Carapaz, de rosa, asciende a rueda de Sivakov, que ha acelerado potente al salir de la curva de Malga Ciapela, y ante él, y los cuatro que le aguantan, Carapaz, Hindley, Landa, Carthy, la larga recta matadora que engaña aparece, y parece tan cercano el hotelito con la pancarta de Ducati, y cuando vuelven a levantar la vista, allí sigue, igual de lejano, inalcanzable, y más allá, la Cabaña de Bill, una aparición. A la etapa, al Giro que se acaba, como se acaba, se consume, la paciencia, le quedan cinco kilómetros, una recta ancha, ancha y tan recta casi como las rectas de las autopistas de Bolonia, pero con una pendiente constante, un porcentaje del 12% que no baja, y sí que sube, y Nibali, que marcha cuarto en la general y se queda, se queda, y ve, aparentemente cerca, pero lejísimos los espectros del pelotón que se deshace, masculla entre dientes, “qué subida más terrible, que recta, no da ni un segundo de respiro, la odio, se confirma otra vez que la odio”. No la odia Hindley, fascinantemente ligero en la pendiente de los horrores.
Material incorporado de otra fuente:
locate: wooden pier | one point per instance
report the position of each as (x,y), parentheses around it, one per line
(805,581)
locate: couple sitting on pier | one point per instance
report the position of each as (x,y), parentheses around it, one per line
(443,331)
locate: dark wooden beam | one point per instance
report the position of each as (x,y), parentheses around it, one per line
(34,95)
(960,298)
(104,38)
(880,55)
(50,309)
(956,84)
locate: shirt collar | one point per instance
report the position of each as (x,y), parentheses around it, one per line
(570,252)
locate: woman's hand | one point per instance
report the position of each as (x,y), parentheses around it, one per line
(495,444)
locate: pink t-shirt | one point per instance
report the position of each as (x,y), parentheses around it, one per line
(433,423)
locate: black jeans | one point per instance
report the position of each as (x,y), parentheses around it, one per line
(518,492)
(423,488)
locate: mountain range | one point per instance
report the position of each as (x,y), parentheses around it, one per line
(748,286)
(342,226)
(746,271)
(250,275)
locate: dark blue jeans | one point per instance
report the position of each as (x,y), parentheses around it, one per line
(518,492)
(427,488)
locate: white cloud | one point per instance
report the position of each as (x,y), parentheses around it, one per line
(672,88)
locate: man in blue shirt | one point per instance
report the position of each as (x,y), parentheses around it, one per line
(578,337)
Cuando todo esperan que Carapaz, de rosa, culmine la aceleración de Sivakov con el ataque debido y nunca pagado en todo el Giro, quien sale, casi sonriendo, es el australiano, y parece que pedalea en el aire, tan fácil giran sus pedales, y tanto avanza, y Landa, una mueca más agria que ningún día, es el primero que cede. Carapaz, no, el ecuatoriano favorito se pega a la rueda de Hindley, e intenta no mirar delante, no deprimirse.

Carapaz, opaco, sin brillo, mueve todo el cuerpo, impulsa con dificultad los pedales, no puede, no puede aguantar. Hindley no está solo. Su compañero Kämna, que estaba en la fuga de la que ha salido el ganador, le espera y tira de él fuerte, y también tira de Hindley su memoria, el recuerdo del Giro de 2020. “Llegué a la última etapa, la contrarreloj de Milán, con la maglia rosa, pero igualado a tiempo con Tao”, recuerda. “Y perdí el Giro el último día. Y el no ganarlo me destrozó el alma. Y ese recuerdo, el deseo de no volver a sufrir ese horror, me motivó más que nada”. A 2.800 metros del lago Marmolada y el dique, del glaciar atravesado por minas y galerías desde hace un siglo, la gran guerra, llegando a la Cabaña de Bill, el albergue que rebosa de globeros, y la pendiente asciende al 13%, primero un centímetro, luego dos, luego medio metro, uno, dos, Carapaz ve cómo se aleja la rueda trasera de Hindley, quien no necesita volverse para saber, pues simplemente oye cómo se aleja hasta dejar de existir el jadeo ruidoso del ecuatoriano, duro de pedalada, pesado de cuerpo.